Descoberto o vinho mais antigo do mundo

Um vinho branco com mais de 2.000 anos, de origem andaluza, é o vinho mais antigo alguma vez descoberto.

Por Universidade de Córdoba com informações de Science Daily.

vinho em uma urna de vidro antigo
O vinho na urna de vidro. Imagem de Juan Manuel Román

Hispana, Senicio e os outros quatro habitantes (dois homens e duas mulheres, de nomes desconhecidos) de um túmulo romano em Carmona, descoberto em 2019, provavelmente nunca imaginaram que o que para eles era um ritual funerário acabaria por ser importante 2.000 anos depois, por uma razão totalmente diferente. Como parte desse ritual, os restos mortais de um dos homens foram imersos em um líquido dentro de uma urna funerária de vidro. Este líquido, que com o tempo adquiriu uma tonalidade avermelhada, está preservado desde o século I dC, e uma equipe do Departamento de Química Orgânica da Universidade de Córdoba, liderada pelo professor José Rafael Ruiz Arrebola, em colaboração com a Prefeitura de Carmona, identificou-o como o vinho mais antigo alguma vez descoberto, superando assim a garrafa de vinho Speyer descoberta em 1867 e datada do século IV dC, preservada no Museu Histórico de Pfalz (Alemanha).

“A princípio ficamos muito surpresos que o líquido estivesse preservado em uma das urnas funerárias”, explica o arqueólogo municipal da cidade de Carmona, Juan Manuel Román. Afinal, tinham passado 2.000 anos, mas as condições de conservação do túmulo eram extraordinárias; totalmente intacto e bem vedado desde então, o túmulo permitiu ao vinho manter o seu estado natural, descartando outras causas como inundações, fugas no interior da câmara, ou processos de condensação.

O desafio era dissipar as suspeitas da equipa de investigação e confirmar que o líquido avermelhado era realmente vinho, e não um líquido que já foi vinho, mas que perdeu muitas das suas características essenciais. Para tal, realizaram uma série de análises químicas no Serviço Central de Apoio à Investigação (SCAI) da UCO e publicaram-nas no Journal of A Archeological Science: Reports. Estudaram seu pH, ausência de matéria orgânica, sais minerais, presença de certos compostos químicos que poderiam estar relacionados ao vidro da urna ou aos ossos do falecido; e comparou-o com os atuais vinhos Montilla-Moriles, Jerez e Sanlúcar. Graças a tudo isso tiveram a primeira evidência de que o líquido era, na verdade, vinho.

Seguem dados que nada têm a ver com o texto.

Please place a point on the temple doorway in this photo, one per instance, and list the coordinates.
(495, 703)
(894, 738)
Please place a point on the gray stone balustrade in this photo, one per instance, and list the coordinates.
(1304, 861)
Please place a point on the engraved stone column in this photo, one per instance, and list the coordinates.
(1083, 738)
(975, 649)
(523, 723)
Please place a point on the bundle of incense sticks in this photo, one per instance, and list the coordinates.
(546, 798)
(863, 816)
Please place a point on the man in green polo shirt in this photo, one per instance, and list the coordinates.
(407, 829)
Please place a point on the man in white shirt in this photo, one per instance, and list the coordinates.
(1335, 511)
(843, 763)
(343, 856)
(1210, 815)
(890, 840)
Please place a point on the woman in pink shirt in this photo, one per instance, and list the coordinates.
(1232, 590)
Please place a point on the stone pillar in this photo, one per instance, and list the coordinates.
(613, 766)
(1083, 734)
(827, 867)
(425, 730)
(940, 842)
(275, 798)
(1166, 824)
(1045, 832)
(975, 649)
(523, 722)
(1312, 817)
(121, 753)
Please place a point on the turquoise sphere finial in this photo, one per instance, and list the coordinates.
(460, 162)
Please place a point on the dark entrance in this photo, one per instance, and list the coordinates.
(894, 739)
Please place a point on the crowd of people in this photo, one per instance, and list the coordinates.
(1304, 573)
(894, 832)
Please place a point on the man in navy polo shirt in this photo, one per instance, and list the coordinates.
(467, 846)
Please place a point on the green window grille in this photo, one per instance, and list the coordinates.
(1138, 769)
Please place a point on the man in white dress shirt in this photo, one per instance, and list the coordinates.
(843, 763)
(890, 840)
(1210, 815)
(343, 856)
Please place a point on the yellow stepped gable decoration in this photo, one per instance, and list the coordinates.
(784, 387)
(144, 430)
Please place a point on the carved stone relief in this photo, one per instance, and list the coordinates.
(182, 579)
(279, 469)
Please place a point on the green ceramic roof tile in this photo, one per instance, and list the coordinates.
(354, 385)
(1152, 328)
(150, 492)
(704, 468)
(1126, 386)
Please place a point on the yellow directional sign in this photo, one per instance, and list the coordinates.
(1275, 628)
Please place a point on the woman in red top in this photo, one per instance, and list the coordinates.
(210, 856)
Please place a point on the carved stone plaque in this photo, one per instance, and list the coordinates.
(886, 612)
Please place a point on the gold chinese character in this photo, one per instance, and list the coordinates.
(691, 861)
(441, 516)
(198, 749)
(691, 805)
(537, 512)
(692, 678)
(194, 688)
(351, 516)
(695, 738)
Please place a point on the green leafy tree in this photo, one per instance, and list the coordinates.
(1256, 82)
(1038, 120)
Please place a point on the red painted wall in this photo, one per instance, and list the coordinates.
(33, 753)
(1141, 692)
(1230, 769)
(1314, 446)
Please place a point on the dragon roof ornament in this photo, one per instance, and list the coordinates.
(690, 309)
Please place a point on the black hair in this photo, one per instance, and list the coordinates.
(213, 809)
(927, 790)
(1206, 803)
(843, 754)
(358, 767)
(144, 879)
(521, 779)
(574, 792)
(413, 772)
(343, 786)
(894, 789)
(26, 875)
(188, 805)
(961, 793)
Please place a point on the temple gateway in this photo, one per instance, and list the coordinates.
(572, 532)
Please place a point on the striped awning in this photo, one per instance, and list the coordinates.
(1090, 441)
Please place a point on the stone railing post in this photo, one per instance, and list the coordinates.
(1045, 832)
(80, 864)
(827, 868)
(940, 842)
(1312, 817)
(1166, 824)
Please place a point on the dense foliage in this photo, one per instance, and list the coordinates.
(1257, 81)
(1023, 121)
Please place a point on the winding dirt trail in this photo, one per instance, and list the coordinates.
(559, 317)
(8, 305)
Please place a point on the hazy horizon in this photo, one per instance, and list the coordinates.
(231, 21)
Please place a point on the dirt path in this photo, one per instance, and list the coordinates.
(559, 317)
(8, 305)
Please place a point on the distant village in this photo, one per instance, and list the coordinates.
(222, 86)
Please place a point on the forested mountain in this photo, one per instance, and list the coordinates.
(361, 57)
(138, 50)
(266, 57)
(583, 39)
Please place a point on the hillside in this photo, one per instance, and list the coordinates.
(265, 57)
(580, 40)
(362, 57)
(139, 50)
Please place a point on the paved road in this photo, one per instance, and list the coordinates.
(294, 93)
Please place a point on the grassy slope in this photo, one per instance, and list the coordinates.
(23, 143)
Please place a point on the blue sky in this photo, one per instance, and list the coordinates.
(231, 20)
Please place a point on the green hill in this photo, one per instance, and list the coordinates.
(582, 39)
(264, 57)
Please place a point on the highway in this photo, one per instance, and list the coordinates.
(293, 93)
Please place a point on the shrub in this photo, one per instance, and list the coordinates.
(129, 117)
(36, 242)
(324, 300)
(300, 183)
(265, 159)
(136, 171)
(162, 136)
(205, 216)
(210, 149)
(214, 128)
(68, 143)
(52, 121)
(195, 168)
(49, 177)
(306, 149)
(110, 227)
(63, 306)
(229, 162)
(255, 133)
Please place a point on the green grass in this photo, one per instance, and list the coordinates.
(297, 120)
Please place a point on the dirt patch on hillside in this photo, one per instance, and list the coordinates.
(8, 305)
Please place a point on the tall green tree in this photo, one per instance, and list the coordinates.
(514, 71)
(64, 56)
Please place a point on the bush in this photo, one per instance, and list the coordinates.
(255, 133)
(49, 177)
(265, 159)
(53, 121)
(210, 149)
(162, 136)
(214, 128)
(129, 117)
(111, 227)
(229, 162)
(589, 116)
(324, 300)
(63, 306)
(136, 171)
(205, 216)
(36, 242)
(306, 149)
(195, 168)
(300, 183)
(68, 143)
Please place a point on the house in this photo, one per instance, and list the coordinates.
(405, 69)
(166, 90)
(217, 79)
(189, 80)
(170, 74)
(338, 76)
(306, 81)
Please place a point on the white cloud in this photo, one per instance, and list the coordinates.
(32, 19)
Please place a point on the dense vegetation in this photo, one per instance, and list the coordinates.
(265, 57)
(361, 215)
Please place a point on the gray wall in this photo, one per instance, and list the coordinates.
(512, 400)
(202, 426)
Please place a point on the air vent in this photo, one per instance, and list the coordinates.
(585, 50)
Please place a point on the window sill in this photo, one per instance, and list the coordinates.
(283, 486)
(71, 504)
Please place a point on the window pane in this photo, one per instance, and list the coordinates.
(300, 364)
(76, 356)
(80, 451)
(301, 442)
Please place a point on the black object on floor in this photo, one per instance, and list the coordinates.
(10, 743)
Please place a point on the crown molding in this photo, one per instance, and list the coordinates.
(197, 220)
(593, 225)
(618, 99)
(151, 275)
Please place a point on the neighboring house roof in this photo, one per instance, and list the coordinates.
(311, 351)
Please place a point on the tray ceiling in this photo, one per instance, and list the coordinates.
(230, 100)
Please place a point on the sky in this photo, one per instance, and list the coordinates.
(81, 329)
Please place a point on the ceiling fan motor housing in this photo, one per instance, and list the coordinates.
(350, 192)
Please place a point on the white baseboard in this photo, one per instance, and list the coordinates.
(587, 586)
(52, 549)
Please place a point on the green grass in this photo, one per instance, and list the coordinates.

Mas a chave para a sua identificação dependia dos polifenóis, biomarcadores presentes em todos os vinhos. Graças a uma técnica capaz de identificar estes compostos em quantidades muito baixas, a equipe encontrou sete polifenóis específicos também presentes nos vinhos de Montilla-Moriles, Jerez e Sanlúcar. A ausência de um polifenol específico, o ácido siríngico, serviu para identificar o vinho como branco. Apesar disso, e de este tipo de vinho estar de acordo com fontes bibliográficas, arqueológicas e iconográficas, a equipa esclarece que o fato deste ácido não estar presente pode ser devido à degradação ao longo do tempo.

O mais difícil de determinar foi a origem do vinho, pois não existem amostras da mesma época para compará-lo. Ainda assim, os sais minerais presentes no líquido do túmulo são consistentes com os vinhos brancos actualmente produzidos no território, que pertencia à antiga província de Betis, especialmente os vinhos Montilla-Moriles.

Uma questão de gênero

O fato de os restos mortais do homem terem sido imersos no vinho não é coincidência. As mulheres na Roma antiga foram durante muito tempo proibidas de beber vinho. Era uma bebida de homem. E as duas urnas de vidro no túmulo de Carmona são elementos que ilustram as divisões de gênero da sociedade romana nos seus rituais funerários. Enquanto os ossos do homem foram imersos em vinho, juntamente com um anel de ouro e outros restos de ossos do leito funerário onde foi cremado, a urna contendo os restos mortais da mulher não continha uma gota de vinho, mas sim três joias de âmbar, um frasco de perfume com aroma de patchouli e restos de tecidos, cujas análises iniciais pareciam indicar que eram de seda.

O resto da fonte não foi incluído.